En effet, si d’un point de vue juridique, et comme il l’a été rappelé précédemment, le Conseil d’État a, par son ordonnance du 17 avril 2020, réaffirmé cette possibilité, l’étude précise des décisions rendues en la matière démontre qu’en pratique, de très nombreuses mesures de police municipales, plus contraignantes que les mesures nationales, ont été censurées par les juridictions administratives alors même qu’elles pouvaient apparaitre (ou ont pu, a posteriori, apparaitre) justifiées. S’agissant de l’obligation du port du masque au sein d’une commune (C.E., 17 avril 2020, Commune de Sceaux, préc.), de restrictions aux déplacements (par ex. : T.A. Toulon, 23 avril 2020, n°2001178) ou encore de mesures de couvre-feux (par ex. : T.A. Nantes, 24 avril 2020, n°2004365), nombreuses sont les jugements ou ordonnances ayant censuré les velléités des maires d’intensifier les mesures de lutte contre l’épidémie jusqu’à parfois faire penser que leur pouvoir d’aggraver, par le biais de mesures de police générale, des mesures de police spéciale était exclu dans le cadre spécifique de la crise sanitaire.

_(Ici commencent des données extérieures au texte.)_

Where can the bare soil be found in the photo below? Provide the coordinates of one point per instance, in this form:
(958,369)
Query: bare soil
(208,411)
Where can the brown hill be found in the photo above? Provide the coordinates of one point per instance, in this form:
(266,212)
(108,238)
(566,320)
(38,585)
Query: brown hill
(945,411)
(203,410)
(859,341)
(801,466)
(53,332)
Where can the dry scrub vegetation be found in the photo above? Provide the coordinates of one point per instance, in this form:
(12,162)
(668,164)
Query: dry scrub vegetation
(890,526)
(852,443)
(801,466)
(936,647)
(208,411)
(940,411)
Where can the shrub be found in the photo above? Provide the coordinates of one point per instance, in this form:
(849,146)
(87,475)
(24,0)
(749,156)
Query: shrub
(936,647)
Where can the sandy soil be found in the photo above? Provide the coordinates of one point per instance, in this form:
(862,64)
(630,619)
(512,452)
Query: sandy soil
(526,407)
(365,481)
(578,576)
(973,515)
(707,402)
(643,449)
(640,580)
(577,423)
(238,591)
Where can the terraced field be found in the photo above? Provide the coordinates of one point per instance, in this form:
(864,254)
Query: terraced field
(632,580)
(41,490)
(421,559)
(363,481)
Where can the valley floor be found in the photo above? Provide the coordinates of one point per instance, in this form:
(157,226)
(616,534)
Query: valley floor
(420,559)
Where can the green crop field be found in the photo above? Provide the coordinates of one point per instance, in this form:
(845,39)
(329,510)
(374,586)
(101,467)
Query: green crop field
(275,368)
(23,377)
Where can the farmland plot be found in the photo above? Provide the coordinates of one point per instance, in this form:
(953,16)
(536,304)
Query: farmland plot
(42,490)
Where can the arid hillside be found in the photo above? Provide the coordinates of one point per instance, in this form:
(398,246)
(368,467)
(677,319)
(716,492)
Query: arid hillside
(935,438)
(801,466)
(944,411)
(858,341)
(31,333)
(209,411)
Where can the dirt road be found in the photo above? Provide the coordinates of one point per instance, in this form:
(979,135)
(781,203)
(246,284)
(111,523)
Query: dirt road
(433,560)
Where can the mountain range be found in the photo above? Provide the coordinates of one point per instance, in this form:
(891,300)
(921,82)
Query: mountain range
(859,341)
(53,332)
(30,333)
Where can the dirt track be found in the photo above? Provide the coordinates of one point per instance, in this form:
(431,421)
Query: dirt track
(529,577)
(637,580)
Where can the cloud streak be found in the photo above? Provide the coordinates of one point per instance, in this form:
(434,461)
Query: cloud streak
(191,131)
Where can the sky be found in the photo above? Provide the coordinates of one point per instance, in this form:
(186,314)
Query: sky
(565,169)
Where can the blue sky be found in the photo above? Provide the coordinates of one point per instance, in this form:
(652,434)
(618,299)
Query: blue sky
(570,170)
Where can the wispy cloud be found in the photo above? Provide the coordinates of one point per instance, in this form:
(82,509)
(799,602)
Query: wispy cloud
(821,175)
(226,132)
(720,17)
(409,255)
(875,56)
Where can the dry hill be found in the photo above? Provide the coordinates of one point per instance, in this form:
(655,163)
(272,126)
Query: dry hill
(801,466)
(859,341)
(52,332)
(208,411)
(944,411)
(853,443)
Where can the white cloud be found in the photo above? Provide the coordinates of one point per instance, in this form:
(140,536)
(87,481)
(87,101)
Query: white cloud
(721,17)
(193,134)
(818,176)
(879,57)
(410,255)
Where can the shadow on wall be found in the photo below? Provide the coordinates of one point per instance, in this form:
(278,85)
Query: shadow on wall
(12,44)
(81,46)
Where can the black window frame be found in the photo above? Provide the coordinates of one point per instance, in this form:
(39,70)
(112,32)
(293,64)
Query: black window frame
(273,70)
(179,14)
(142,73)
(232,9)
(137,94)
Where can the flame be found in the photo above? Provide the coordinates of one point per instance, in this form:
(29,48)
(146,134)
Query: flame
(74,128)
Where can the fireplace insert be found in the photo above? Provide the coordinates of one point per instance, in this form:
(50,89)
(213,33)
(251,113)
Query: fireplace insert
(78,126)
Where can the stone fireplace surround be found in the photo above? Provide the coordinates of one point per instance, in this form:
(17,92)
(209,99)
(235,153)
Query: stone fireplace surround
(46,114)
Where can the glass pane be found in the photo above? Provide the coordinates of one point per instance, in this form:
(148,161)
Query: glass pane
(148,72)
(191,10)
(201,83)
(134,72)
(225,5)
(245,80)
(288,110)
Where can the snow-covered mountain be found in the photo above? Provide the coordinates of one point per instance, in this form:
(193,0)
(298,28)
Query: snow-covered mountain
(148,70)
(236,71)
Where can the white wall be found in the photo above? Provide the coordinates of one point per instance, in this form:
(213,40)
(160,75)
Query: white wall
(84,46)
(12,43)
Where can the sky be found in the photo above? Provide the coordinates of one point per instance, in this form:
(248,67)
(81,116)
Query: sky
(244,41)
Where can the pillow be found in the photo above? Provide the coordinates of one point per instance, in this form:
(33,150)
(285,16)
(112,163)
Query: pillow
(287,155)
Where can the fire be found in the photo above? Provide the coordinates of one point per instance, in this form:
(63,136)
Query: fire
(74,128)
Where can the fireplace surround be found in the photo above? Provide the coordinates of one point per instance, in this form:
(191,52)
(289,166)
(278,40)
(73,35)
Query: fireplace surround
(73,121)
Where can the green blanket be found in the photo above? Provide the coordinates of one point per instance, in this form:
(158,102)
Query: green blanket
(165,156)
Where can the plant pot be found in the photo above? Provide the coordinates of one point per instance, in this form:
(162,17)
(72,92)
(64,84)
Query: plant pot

Cependant, tant l’ordonnance commentée que de récentes jurisprudences (voir not. en ce sens T.A. Nice, 5 aout 2020, n°2003001) démontrent que tel n’est pas le cas. Bien au contraire, il est possible de penser que le cadre d’action mis en place par le Conseil d’État par son ordonnance du 17 avril (Commune de Sceaux, préc.), axé autour de la notion de « circonstances locales » et réaffirmé en l’espèce pourrait, à l’avenir, en cas de recrudescence de l’épidémie sur le territoire, permettre de justifier le recours au pouvoir de police des maires. En effet, la fin de l’urgence sanitaire ayant entrainé l’assouplissement de nombreuses mesures de police spéciale, les autorités de police administrative générale se retrouvent désormais en première ligne pour faire face à la crise sanitaire toujours présente et adopter, au niveau local, des mesures de police adaptée à leur territoire.

Cette possibilité pour les maires d’adopter des mesures de police adaptées à leur territoire grâce au cadre fixé par le Conseil d’État, loin d’être purement théorique, est, d’ores et déjà une réalité. En effet, pour exemple, par le biais de l’ordonnance en date du 5 août 2020 précitée, le T.A. de Nice a très récemment jugé légal, en l’absence de mesure préfectorale en ce sens, l’arrêté du maire de Nice imposant le masque au sein du centre de celle-ci afin de prévenir toute reprise de l’épidémie. Cette décision, et les nombreux arrêtés municipaux ayant fleuri sur le territoire depuis quelques semaines démontrent bel et bien un retour en grâce des pouvoirs de police des maires pour lutter, au niveau local, contre l’épidémie.

Il sera sur ce point intéressant d’étudier, dans les semaines à venir, les jurisprudences qui ne manqueront pas d’arriver dans l’hypothèse (malheureuse) d’une recrudescence de l’épidémie justifiant d’adopter des mesures contraignantes pour apprécier si les Maires ont réellement retrouvé leurs pouvoirs de police.